Already many 16-18 year olds are under pressure to start earning money to support their families. This pressure will only increase given the cost of living crisis. By creating further barriers to working class students accessing further education, Sunak is continuing the cycle of poverty.
Royal crisis is opportunity
For revolutionaries to dismiss the royal family crisis as a soap opera is mistaken. The monarchy plays a crucial, if hidden, role in maintaining the British capitalist state. Its functions are not ceremonial but are reserved for when the state is threatened.

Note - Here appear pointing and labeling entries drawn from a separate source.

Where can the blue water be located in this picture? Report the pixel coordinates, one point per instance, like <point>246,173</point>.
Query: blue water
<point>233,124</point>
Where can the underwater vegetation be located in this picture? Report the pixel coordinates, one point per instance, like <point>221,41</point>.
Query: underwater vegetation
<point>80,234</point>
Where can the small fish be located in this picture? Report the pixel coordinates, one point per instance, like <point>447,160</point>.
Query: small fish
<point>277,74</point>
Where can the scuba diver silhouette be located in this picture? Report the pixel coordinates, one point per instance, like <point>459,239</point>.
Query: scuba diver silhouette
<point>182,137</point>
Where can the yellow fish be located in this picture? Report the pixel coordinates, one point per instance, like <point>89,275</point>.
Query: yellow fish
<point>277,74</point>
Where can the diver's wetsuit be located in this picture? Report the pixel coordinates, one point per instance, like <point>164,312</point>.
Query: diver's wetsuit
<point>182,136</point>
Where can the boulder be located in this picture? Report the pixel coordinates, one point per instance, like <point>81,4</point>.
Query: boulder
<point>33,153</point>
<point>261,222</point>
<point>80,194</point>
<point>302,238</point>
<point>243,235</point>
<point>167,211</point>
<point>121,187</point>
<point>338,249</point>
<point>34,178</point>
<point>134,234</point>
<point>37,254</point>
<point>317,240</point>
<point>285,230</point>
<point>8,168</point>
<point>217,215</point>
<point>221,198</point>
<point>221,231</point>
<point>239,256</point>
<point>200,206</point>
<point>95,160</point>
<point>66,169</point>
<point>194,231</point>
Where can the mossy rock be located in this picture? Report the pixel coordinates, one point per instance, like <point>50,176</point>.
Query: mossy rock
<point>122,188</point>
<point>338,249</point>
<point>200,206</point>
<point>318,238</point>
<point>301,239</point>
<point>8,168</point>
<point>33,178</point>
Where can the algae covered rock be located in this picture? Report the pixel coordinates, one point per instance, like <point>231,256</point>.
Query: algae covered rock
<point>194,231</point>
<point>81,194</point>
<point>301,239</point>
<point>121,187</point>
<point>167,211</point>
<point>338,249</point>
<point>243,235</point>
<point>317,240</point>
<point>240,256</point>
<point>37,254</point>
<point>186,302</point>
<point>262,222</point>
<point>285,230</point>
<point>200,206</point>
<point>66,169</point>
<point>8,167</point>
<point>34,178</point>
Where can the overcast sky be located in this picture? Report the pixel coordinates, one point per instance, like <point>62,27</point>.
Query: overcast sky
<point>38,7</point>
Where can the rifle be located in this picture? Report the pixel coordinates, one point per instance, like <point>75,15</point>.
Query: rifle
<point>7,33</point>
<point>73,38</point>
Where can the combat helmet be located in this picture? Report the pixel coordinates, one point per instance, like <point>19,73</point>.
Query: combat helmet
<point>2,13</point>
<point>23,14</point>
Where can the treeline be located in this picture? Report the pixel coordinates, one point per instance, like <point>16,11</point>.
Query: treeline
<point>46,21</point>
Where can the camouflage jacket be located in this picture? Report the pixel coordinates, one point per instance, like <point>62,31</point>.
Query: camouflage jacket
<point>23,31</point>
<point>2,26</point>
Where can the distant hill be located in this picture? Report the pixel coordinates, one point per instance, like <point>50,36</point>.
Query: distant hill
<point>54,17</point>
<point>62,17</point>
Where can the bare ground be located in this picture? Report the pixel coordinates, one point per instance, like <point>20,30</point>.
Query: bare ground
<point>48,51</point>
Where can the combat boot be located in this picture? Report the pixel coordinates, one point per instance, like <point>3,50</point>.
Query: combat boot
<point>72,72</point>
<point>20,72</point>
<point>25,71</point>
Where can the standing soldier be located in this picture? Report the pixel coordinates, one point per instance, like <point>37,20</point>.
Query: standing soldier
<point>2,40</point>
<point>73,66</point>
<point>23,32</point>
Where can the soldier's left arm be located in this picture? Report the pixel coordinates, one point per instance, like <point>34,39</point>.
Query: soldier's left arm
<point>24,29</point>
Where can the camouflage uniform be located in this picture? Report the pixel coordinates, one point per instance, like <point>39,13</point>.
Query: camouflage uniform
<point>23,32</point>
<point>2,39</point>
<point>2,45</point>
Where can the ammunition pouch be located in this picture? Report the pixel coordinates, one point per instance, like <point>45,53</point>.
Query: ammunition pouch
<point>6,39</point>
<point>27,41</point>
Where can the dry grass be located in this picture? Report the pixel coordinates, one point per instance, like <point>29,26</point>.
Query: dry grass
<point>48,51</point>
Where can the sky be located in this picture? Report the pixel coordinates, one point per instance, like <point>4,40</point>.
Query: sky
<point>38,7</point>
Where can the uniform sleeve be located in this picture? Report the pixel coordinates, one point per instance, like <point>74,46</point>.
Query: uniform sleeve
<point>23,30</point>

Revolutionaries should not stand aside and watch, but widen the cracks of a key institution of capitalism.
Energy firms are scrooges
I have a smart meter and noticed over the Christmas and New Year period that my energy usage seemed to be unusually high at about £5 per day. But on 4 January, all of a sudden, we were back to spending under £2 per day. Surely the energy company wouldn’t up its prices over the festive period, would it?
Reeves is a hypocrite
Shadow chancellor Rachel Reeves said that Labour will sort out the cost of living crisis that is catastrophic for the working class. Her recent photoshoot in The Times newspaper suggests that she personally is not suffering any financial hardship. She is wearing designer dresses that sell for £1,050 and £990 respectively and her sandals a mere £1,225.
Victory at crown court
I’m delighted to hear that four Insulate Britain activists have been found not guilty of causing a public nuisance when they occupied a roadblock on the M4. The jury only took four hours to return their verdict. It shows that, even in a court of law, ordinary people can be won to the necessity of climate action.